The drawings show an embodiment of the reaping and harvesting machine according to the present invention, FIG. 1 is a longitudinal side view showing the processing rotor installed in the thrower cylinder, and FIG. 2 shows the processing rotor installed in the thrower cylinder. 3 is a schematic side view of the threshing device, FIG. 4 is a plan view of the combine harvester, and FIG. 5 is a longitudinal sectional side view showing another embodiment of the inner peripheral surface of the thrower cylinder corresponding to the processing rotary body. Figures 6A and 6B show different embodiments of the treated tooth and the receiving tooth, respectively, where A is a longitudinal side view showing the state in which they are attached to the processing rotor, and B is an enlarged longitudinal rear view of the main part corresponding to A. Figures 7A, 7B, and 7 each show another embodiment of the treated tooth, where A is a longitudinal sectional side view showing the state attached to the processing rotor, and B is an enlarged rear view of the main part corresponding to A. figure,
C is a perspective view of the treated tooth, and Fig. 8 A, B, and C are
These are schematic plan views showing the connection between the processing rotary body and the drive rotary body, where A is a shaft that also serves as a shaft, B is a shaft that is connected by a coupling, and C is a shaft that is connected by a universal joint. . 7...Occillating sorting section, 12...Thrower tube, 13...

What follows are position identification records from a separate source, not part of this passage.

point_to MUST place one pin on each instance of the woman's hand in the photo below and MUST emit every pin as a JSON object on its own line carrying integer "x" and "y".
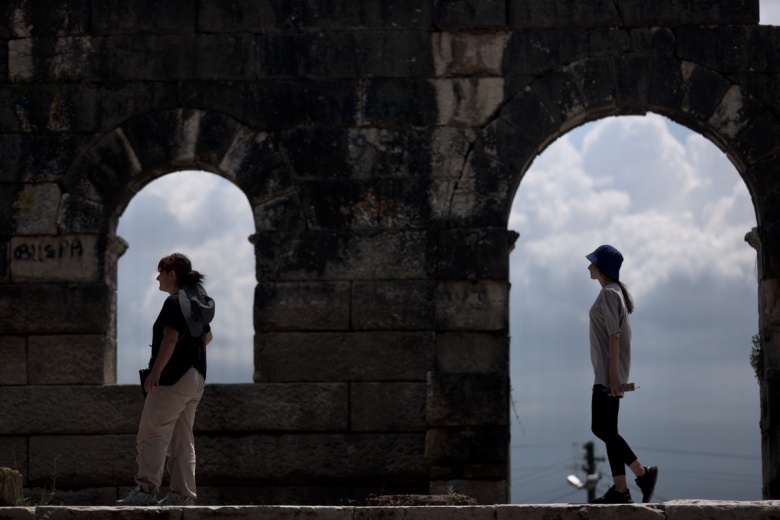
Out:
{"x": 152, "y": 381}
{"x": 615, "y": 386}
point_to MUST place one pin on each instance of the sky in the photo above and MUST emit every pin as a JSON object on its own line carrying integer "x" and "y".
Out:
{"x": 666, "y": 197}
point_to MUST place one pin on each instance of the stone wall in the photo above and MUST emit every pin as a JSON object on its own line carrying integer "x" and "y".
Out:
{"x": 380, "y": 144}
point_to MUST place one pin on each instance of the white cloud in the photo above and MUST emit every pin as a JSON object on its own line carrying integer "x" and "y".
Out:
{"x": 769, "y": 12}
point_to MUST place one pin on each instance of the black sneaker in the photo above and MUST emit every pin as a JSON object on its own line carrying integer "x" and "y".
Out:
{"x": 647, "y": 483}
{"x": 614, "y": 497}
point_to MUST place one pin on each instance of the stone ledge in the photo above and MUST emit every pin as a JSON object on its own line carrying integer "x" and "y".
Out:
{"x": 673, "y": 510}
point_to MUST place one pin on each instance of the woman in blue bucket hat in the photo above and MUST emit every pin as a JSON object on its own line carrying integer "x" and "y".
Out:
{"x": 610, "y": 353}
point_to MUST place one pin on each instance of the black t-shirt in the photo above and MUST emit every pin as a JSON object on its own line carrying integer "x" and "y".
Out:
{"x": 189, "y": 351}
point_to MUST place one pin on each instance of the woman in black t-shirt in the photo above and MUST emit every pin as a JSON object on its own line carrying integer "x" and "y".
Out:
{"x": 177, "y": 374}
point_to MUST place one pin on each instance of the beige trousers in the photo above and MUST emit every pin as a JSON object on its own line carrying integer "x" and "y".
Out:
{"x": 166, "y": 429}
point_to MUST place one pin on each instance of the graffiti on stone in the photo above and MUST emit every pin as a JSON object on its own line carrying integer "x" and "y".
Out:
{"x": 67, "y": 258}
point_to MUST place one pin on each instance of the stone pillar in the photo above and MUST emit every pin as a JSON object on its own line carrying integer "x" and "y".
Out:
{"x": 769, "y": 337}
{"x": 57, "y": 311}
{"x": 467, "y": 409}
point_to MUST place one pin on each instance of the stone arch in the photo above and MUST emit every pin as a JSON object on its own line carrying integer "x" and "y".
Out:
{"x": 103, "y": 179}
{"x": 119, "y": 164}
{"x": 688, "y": 93}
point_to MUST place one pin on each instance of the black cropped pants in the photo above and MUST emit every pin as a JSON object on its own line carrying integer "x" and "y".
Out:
{"x": 604, "y": 412}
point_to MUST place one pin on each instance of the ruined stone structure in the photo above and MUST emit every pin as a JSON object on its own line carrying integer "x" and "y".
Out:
{"x": 380, "y": 144}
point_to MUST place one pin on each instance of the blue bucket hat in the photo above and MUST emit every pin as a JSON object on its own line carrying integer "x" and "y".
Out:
{"x": 608, "y": 260}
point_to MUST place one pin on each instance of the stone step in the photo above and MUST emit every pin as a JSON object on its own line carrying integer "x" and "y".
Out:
{"x": 672, "y": 510}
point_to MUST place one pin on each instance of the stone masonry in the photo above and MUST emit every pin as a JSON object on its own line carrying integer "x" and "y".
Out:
{"x": 380, "y": 144}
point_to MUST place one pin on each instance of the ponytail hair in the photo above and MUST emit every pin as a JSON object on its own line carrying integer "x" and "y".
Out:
{"x": 181, "y": 265}
{"x": 627, "y": 297}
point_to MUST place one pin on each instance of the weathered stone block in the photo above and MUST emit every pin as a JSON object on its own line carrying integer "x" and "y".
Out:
{"x": 467, "y": 102}
{"x": 356, "y": 356}
{"x": 704, "y": 91}
{"x": 540, "y": 51}
{"x": 395, "y": 305}
{"x": 112, "y": 109}
{"x": 756, "y": 141}
{"x": 474, "y": 253}
{"x": 300, "y": 459}
{"x": 393, "y": 54}
{"x": 102, "y": 512}
{"x": 463, "y": 352}
{"x": 424, "y": 512}
{"x": 149, "y": 140}
{"x": 394, "y": 204}
{"x": 13, "y": 369}
{"x": 111, "y": 460}
{"x": 701, "y": 509}
{"x": 278, "y": 495}
{"x": 78, "y": 214}
{"x": 5, "y": 255}
{"x": 71, "y": 360}
{"x": 34, "y": 158}
{"x": 249, "y": 16}
{"x": 154, "y": 57}
{"x": 484, "y": 491}
{"x": 55, "y": 309}
{"x": 454, "y": 447}
{"x": 330, "y": 55}
{"x": 36, "y": 209}
{"x": 482, "y": 196}
{"x": 54, "y": 258}
{"x": 478, "y": 305}
{"x": 665, "y": 82}
{"x": 280, "y": 214}
{"x": 302, "y": 306}
{"x": 399, "y": 102}
{"x": 13, "y": 454}
{"x": 57, "y": 18}
{"x": 342, "y": 256}
{"x": 459, "y": 54}
{"x": 283, "y": 496}
{"x": 623, "y": 42}
{"x": 274, "y": 407}
{"x": 467, "y": 399}
{"x": 462, "y": 14}
{"x": 525, "y": 14}
{"x": 313, "y": 102}
{"x": 146, "y": 16}
{"x": 101, "y": 174}
{"x": 396, "y": 407}
{"x": 689, "y": 12}
{"x": 575, "y": 511}
{"x": 10, "y": 487}
{"x": 48, "y": 410}
{"x": 257, "y": 167}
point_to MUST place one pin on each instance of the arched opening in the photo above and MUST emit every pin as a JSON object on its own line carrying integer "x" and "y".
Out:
{"x": 209, "y": 219}
{"x": 670, "y": 200}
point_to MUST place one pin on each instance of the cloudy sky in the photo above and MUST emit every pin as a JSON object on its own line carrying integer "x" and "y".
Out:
{"x": 666, "y": 197}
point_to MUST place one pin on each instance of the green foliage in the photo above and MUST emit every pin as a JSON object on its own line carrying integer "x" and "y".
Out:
{"x": 451, "y": 495}
{"x": 46, "y": 497}
{"x": 757, "y": 358}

...Processing rotating body, 16... Handling chamber, 16A... Cleaning port, 17... Drive rotating body, 13A, 17A... Rotating shaft.

Claims (1)

[Claims] 1 Thrower tube 12 for returning the second material to the swing sorting section 7
A processing rotating body 13 for the second material is provided in the middle of the processing chamber 16, and a driving rotating body 17 is provided to apply a decomposition effect to the processing material supplied from the dust cleaning port 16A of the handling chamber 16. Axis 13A, 17A
Further, the position of the driving rotary body 17 is set below the feed chain 3, and the processing rotary body 13 is provided with an interval on the outer peripheral surface in a direction intersecting the direction of transporting the second reduced product. A reaping harvester configured by planting processing teeth 14 that are spaced apart from each other.